MCTS is distinguished by its probabilistic approach with a deterministic intent, systematically exploring and exploiting the search space through random simulations. It excels in applications like game playing and strategic planning, where detailed exploration and evaluation within a broad search space are crucial. The extensive research and numerous modifications of MCTS highlight its versatility and empirical success in high-profile applications, though it requires significant computational resources for simulations.
Integrating micro-level techniques like A* Search and Q-Learning into these macro-level frameworks enhances their overall efficiency, adaptability, and scalability.
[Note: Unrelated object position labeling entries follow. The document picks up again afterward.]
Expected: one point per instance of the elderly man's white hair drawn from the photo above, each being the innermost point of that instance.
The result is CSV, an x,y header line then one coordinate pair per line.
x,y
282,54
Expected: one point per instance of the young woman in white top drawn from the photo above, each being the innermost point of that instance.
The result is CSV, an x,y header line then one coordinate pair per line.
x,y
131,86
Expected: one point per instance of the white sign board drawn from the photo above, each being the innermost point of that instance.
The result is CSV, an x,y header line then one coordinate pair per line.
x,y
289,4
A* Search contributes a structured, heuristic-guided approach that can be used within the broader phases of PCHS and the guided simulations of MCTS. Q-Learning introduces reinforcement learning principles that help dynamically adjust strategies and optimize search policies over time, making both PCHS and MCTS more responsive and effective in changing environments.
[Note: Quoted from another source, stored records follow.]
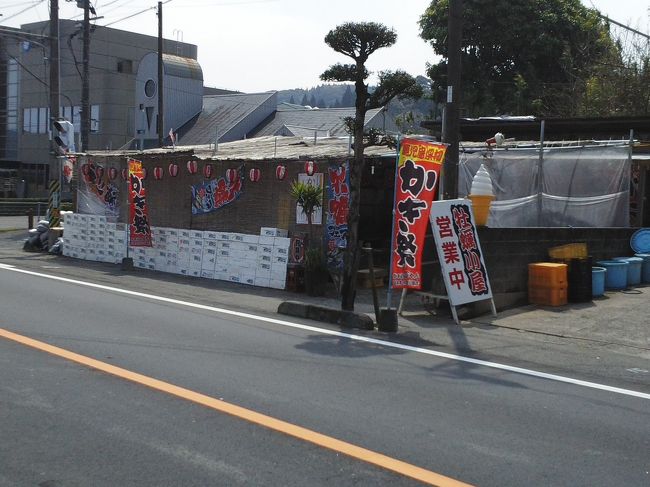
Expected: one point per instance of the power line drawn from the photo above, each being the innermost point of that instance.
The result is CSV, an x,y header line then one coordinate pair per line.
x,y
36,4
135,14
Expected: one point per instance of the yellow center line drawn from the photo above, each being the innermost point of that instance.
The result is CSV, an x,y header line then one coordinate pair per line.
x,y
299,432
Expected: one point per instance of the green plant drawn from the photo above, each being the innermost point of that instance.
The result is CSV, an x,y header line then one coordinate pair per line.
x,y
309,198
As Andrew Ng recently demonstrated, even small language models (LLMs), which are generally considered inferior when compared to their larger counterparts, can outperform larger models in certain benchmarks when equipped with an agentic framework. Ng illustrated this by showing how small LLMs, when integrated with advanced planning, reasoning, and action components, can excel in various tasks. This success is attributed to the enhanced capabilities provided by the agentic AI paradigm, which leverages memory, planning units, action units, and tool selection to optimize performance.
Ng shared several key “toolkits” applied in his presentation to enable small LLMs to achieve superior results. These tools include (by comparing with Zero-Shot Learning as a benchmark) Intervenor for dynamic process adjustments, ANPL for autonomous program generation, Language Agent Tree Search (LATS) for integrating reasoning and planning, CodeT for optimizing coding tasks, MetaGPT for general-purpose applications, LDB for behavior-driven tasks, Reflexion for iterative self-improvement, and Agentcoder for automating coding tasks. These toolkits enhance small LLMs’ functionality and performance by equipping them with necessary components for memory, planning, action, and tool selection.
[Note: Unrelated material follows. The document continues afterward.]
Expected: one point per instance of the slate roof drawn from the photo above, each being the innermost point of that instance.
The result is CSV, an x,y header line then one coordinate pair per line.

As Yann Lecun has pointed out, next-generation AI research should shift from large-scale LLMs, as big leading tech corporations (e.g., OpenAI, Google) already possess huge GPU resources that small AI labs or even leading universities cannot afford. The focus should now be on developing small LLMs and enhancing them with agentic AI frameworks. Moreover, the invention of new architectures other than transformer-based models (the core component of both GPT and BERT) is also possible. Similar to how Sepp Hochreiter reinvented LSTM (the advanced version of RNN) with extended memory in his new project, Extended Long Short-Term Memory (xLSTM), to address the shortcomings of attention mechanisms in transformers, he established NXAI with xLSTM as the core building block of a European LLM, aiming for independence from American AI dominance. His work highlights the potential of new architectures, such as Modern Hopfield Networks, which strive to optimize memory fields efficiently.
In conclusion, the evolution of AI from simple Q&A systems to sophisticated agentic paradigms involves a deep integration of both micro and macro-level planning strategies. By understanding and leveraging the strengths of frameworks like Q*, PCHS, and MCTS, along with techniques such as A* Search and Q-Learning, we can develop more intelligent, adaptable, and efficient AI systems capable of tackling a wide range of tasks and environments. This comprehensive approach ensures that AI continues to advance in a manner that is both innovative and practical, meeting the complex demands of modern applications.